Religion is also the theme of Mantel’s Fludd (1989). Set in the fictitious northern village of Fetherhoughton it focuses on this isolated community’s relationship with the Church, which as Mantel tells us in a note at the start of the novel, ‘bears some but not much resemblance to the Roman Catholic Church in the real world, c. 1956.’ Fludd, a character in part based on a real 17th-century scholar and alchemist, arrives in the village to assist the local curate Angwin, whose faith has long been lost. Fludd brings unrest and scandal, and with his mysterious questioning of custom and habit, manages to bring about a quiet revolution in this hitherto sheltered world. We are never entirely sure who or what Fludd is: Angel, devil, visitor from another world? Mantel, who was brought up a Catholic, maintains an ambiguous stance towards the nature of organised religion. One can never be entirely sure if one is witnessing an attack or some kind of affectionate backhanded compliment. However, it is clear that Mantel believes in the power of redemption and in this, one of her more optimistic novels, there is an alchemical transformation which brings about new possibilities and hope, something conspicuously absent from most of her fiction.

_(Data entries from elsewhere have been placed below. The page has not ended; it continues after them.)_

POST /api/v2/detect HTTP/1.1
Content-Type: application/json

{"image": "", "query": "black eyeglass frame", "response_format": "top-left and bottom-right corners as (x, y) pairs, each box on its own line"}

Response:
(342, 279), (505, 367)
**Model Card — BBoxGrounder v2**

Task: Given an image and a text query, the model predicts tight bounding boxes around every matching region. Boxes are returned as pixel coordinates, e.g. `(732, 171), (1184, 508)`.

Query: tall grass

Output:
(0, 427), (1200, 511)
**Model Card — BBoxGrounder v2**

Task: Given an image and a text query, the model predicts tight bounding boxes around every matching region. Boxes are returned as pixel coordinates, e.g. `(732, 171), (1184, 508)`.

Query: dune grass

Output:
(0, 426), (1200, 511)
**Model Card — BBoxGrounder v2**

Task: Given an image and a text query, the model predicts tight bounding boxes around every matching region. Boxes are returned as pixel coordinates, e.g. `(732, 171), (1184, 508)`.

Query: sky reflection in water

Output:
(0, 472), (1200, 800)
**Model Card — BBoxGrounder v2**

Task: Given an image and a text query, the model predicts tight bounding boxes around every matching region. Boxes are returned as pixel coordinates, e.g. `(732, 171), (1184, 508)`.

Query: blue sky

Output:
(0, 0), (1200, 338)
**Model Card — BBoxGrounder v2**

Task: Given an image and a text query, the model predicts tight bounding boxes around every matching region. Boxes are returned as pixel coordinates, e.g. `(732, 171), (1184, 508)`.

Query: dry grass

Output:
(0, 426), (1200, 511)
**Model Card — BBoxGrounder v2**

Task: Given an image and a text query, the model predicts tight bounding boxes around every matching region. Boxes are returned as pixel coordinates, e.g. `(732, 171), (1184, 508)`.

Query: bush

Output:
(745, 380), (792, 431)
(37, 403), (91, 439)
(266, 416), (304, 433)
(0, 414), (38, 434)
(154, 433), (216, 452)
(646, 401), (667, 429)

In recent years Mantel has written Giving up the Ghost: A Memoir (2003) dealing with adult illness and the anxieties of childhood, and Learning to Talk (2003), a collection of loosely autobiographical short stories that examines transformative experience in childhood. Hilary Mantel is one of the most interesting novelists writing in English today. Never afraid to tackle demanding themes with elegance and an often caustic wit, she deserves a much wider readership.